The proactive approach focuses on the health of the person over time, not just on the problem they present with at ER. If a patient that is part of the Shared Care Pilot ends up in hospital with an acute episode, hospital staff can access their care plan. This means that they can confidently treat the patient in the acute setting knowing their goals and care plan, baseline measurements, current medications and care team details. Information about the hospital visit is also shared automatically with the care team so that the care plan can be adapted if necessary.
Helen McGrinder, the community Heart Failure Nurse Practitioner reports that when patients with a shared care plan do end up in hospital, it is often for a much shorter time as their condition is being better managed overall.
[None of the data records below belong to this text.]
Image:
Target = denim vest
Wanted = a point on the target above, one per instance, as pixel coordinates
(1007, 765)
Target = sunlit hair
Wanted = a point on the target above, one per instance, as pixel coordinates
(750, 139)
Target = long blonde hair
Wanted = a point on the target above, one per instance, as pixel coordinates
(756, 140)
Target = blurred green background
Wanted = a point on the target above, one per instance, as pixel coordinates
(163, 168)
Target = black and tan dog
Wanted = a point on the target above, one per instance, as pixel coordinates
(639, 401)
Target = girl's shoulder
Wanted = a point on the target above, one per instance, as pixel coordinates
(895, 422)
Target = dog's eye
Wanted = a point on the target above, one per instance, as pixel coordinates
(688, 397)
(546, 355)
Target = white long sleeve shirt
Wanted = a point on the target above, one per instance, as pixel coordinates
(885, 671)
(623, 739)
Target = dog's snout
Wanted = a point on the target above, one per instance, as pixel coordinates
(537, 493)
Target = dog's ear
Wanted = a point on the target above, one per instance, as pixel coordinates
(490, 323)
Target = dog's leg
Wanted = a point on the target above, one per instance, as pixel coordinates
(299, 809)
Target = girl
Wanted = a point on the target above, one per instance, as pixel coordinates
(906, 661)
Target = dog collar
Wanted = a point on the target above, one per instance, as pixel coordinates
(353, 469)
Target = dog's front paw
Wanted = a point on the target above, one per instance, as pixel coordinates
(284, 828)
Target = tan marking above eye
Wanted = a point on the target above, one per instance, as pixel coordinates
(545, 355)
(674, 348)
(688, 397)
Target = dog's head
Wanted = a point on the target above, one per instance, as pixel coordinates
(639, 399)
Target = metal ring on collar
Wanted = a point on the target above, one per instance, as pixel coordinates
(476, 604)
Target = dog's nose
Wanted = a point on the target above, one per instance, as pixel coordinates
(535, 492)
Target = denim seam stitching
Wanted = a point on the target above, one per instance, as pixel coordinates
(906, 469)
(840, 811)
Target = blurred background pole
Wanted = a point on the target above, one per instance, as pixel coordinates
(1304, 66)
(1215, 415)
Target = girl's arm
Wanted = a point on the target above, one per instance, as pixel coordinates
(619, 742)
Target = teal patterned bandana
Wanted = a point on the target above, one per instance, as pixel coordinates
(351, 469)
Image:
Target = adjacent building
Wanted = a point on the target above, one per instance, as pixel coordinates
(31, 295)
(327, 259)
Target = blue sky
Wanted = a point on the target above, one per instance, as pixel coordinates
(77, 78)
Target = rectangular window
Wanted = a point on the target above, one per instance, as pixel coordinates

To date Mr Mani has not had an acute presentation at hospital, and the goal is for him to be able to continue living an active lifestyle, enjoying time with his grandchildren and in his garden.
In all of these cases, the CCMS solution is an enabling platform for care collaboration across organization and physical boundaries. Connected care is a significant transformative step for many health systems, particularly when compared to the traditional approach where highly specialized providers operate in their own 'silos'. In order for change to be implemented effectively, each health provider along the continuum of care - as well as the patient - must experience benefits. Otherwise costs and workloads are merely being moved from one part of the health system to another.
One theme emerging from these various implementations is that the technology is only a part of what is required to be successful. Change management, service redesign, rethinking roles and responsibilities, and even structural and funding system changes are critical to successful implementations. However, as these examples demonstrate connected care is not only possible but effective. Small projects provide big lessons and signpost the path towards more mainstream adoption.